Ce tripot avait ceci de perfide, que tout s’y passait entre gens du monde, entre amis. Robert présenta son ami Vincent aux uns et aux autres. Vincent, pris au dépourvu, ne put pas jouer gros jeu ce premier soir. Il n’avait presque rien sur lui et refusa les quelques billets que proposa de lui avancer le vicomte. Mais, comme il gagnait, il regretta de n’avoir point risqué davantage et promit de revenir le lendemain.
– A présent, tout le monde ici vous connaît; ce n’est plus la peine que je vous accompagne, lui dit Robert.
Ceci se passait chez Pierre de Brouville, qu’on appelais plus communément Pedro.
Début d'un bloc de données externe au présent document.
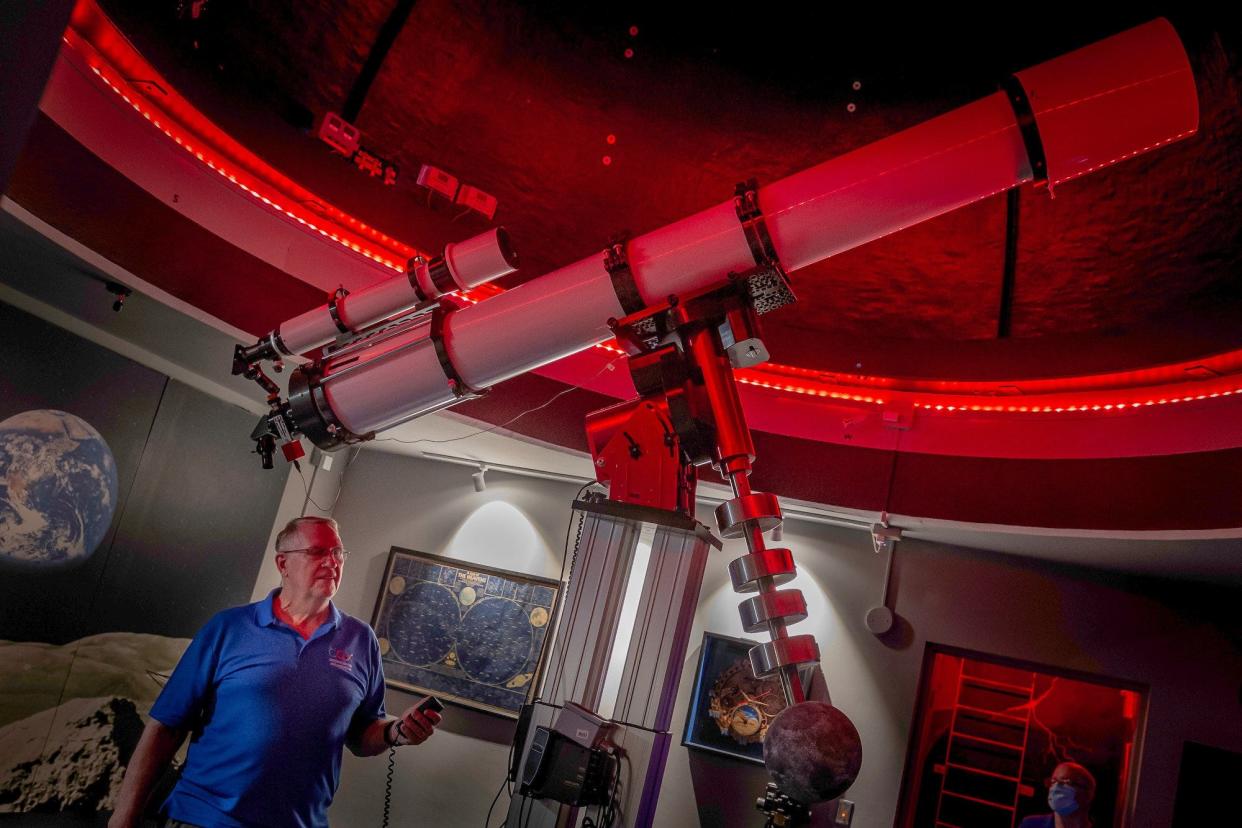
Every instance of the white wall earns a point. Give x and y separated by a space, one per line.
992 603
A partir de ce premier soir, Robert de Passavant avait mis son auto à la disposition de son nouvel ami. Vincent s’amenait vers onze heures, causait un quart d’heure avec Robert en fumant une cigarette, puis montait au premier, et s’attardait auprès du comte plus ou moins de temps suivant l’humeur de celui-ci, sa patience et l’exigence de son état; puis l’auto l’emmenait rue Saint-Florentin, chez Pedro, d’où elle le ramenait une heure plus tard et le reconduisait, non pas précisément chez lui, car il eût craint d’attirer l’attention, mais au plus prochain carrefour.
La nuit avant-dernière, Laura Douviers, assise sur les marches de l’escalier qui mène à l’appartement des Molinier, avait attendu Vincent jusqu’à trois heures; c’est alors seulement qu’il était rentré. Cette nuit-là, du reste, Vincent n’était pas allé chez Pedro. Il n’avait plus rien à y perdre. Depuis deux jours, il ne lui restait des cinq mille francs, plus un sou. Il en avait avisé Laura; il lui avait écrit qu’il ne pouvait plus rien pour elle; qu’il lui conseillait de retourner auprès de son mari, ou de son père; d’avouer tout. Mais l’aveu paraissait désormais impossible à Laura, et même elle ne le pouvait envisager de sang-froid. Les objurgations de son amant ne soulevaient en elle qu’indignation et cette indignation ne la quittait que pour l’abandonner au désespoir. C’est dans cet état que l’avait retrouvée Vincent. Elle avait voulu le retenir; il s’était arraché d’entre ses bras. Certes, il avait dû se raidir, car il était de coeur sensible; mais plus voluptueux qu’aimant, il s’était fait facilement, de la dureté même, un devoir. Il n’avait rien répondu à ses supplications, à ses plaintes; et, comme Olivier qui les entendit le racontait ensuite à Bernard, elle était restée, après que Vincent eut refermé sa porte sur elle, effondrée sur les marches, à sangloter longtemps, dans le noir.